Palembang (ANTARA) – Salah seorang anak nelayan Sofian (17), asal Desa Juru Taro, Muara Sugihan, Banyuasin, Sumatera Selatan, berharap Menteri Kelautan dan Perikanan Edhy Prabowo bisa meningkatkan kesejahteraan nelayan karena pekerjaan yang syarat risiko ini demikian dekat dengan kemiskinan.
Siswa kelas XII ini mengatakan kesejahteraan nelayan saat ini semakin terpuruk karena tingginya biaya untuk modal kerja dan menipisnya sumber daya di sekitar tempat tinggal.
“Ayah harus melaut ke tempat yang jauh hingga ke Pulau Natuna, karena ikan di dekat Sungsang sudah jauh berkurang jika dibandingkan 10 tahun lalu. Biaya jadi sangat besar, dan sarat risiko,” kata dia.
Menurutnya, penurunan tangkapan ikan di sekitar kampung nelayan pesisir jalur 14 Kecamatan Muara Sugihan ini tak lain karena jumlah penduduk terus bertambah.
Walhasil, jika ayahnya tidak melaut hingga ke Kepulauan Riau, seperti ke Natuna dan Pulau Sayak maka tidak akan “balik modal”.

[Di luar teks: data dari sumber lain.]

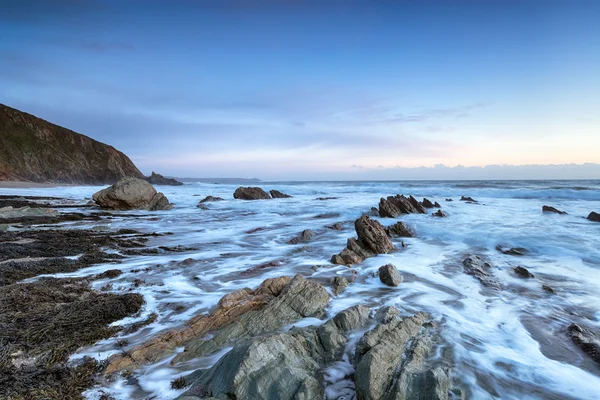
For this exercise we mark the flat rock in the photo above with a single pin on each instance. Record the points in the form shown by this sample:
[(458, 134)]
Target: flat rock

Karena besarnya modal itu, ayah Sofian memilih berlayar secara berkelompok. Selain demi keselamatan, mengingat dalam sekali berlayar membutuhkan waktu 3 hari, berkelompok juga bertujuan agar mereka bisa urunan modal.
Selain itu, untuk mencukupi kebutuhan keluarga, sang ayah terpaksa menjadi petani dan penjual daun nipah (bahan untuk atap).
“Beginilah hidup kami, seada-adanya saja. Itulah saya senang ketika pemerintah melarang pakai alat tangkap trawl dan cantrang karena alat tangkap inilah yang membuat tangkapan ikan makin lama makin berkurang,” kata remaja kelahiran Banyuasin, 18 Juli 1998 ini.
Sementara itu Naroli, warga perkampungan nelayan Sungsang, Banyuasin mengatakan, kesulitan meningkatkan pendapatan itu, bukan semata-mata karena jumlah tangkapan ikan yang berkurang, melainkan ketergantungan nelayan pada tauke.
Kelemahan mengakses lembaga keuangan formal untuk modal kerja membuat nelayan terikat puluhan tahun dengan tauke sehingga mau tidak mau menjual harga ikan dengan harga di bawah pasar.
“Jika saja saya tidak terikat dengan tauke, mungkin saya bisa jual ikan dengan harga yang lebih tinggi. Akan tetapi, mau bagaimana lagi, jika butuh uang selalu menemui tauke yang bisa meminjamkan,” ujar dia.
Ia mengeluhkan persyaratan dari perbankan yang mengharuskan adanya sertifikat bukti kepemilikan rumah untuk mendapatkan modal kerja. Pada umumnya nelayan hanya memiliki sebuah bangunan rumah semi permanen di bantaran sungai yang sudah tentu tidak ada sertifikat kepemilikannya.
“Bisa tidak diganti dengan yang lain, semisal BPKB motor,” kata Naroli.
Senada, Ruslan Aziz (64), Desa Juru Taro, Muara Sugihan mengatakan kondisi ini juga yang membuat nelayan sulit untuk keluar dari kemiskinan.
Ia menceritakan, dirinya yang menjadi nelayan sejak 40 tahun silam ini dipastikan membutuhkan modal kerja untuk melaut hingga ke Pulau Natuna, Kepulauan Riau.
Ayah empat orang anak ini mengatakan sejauh ini jumlah pendapatan yang diperoleh selalu tidak dapat memenuhi kebutuhan keluarga karena jumlah tangkapan selalu menurun sejak 10 tahun terakhir. Namun, ia tetap bertahan karena tidak memiliki kepandaian lain selain menjadi nelayan.
“Bahkan saat tidak enak badan, saya pun harus melaut karena jika tidak melaut, maka keluarga tidak makan. Pernah saya hanya bawa pulang uang Rp150 ribu setelah tiga hari melaut,” kata dia.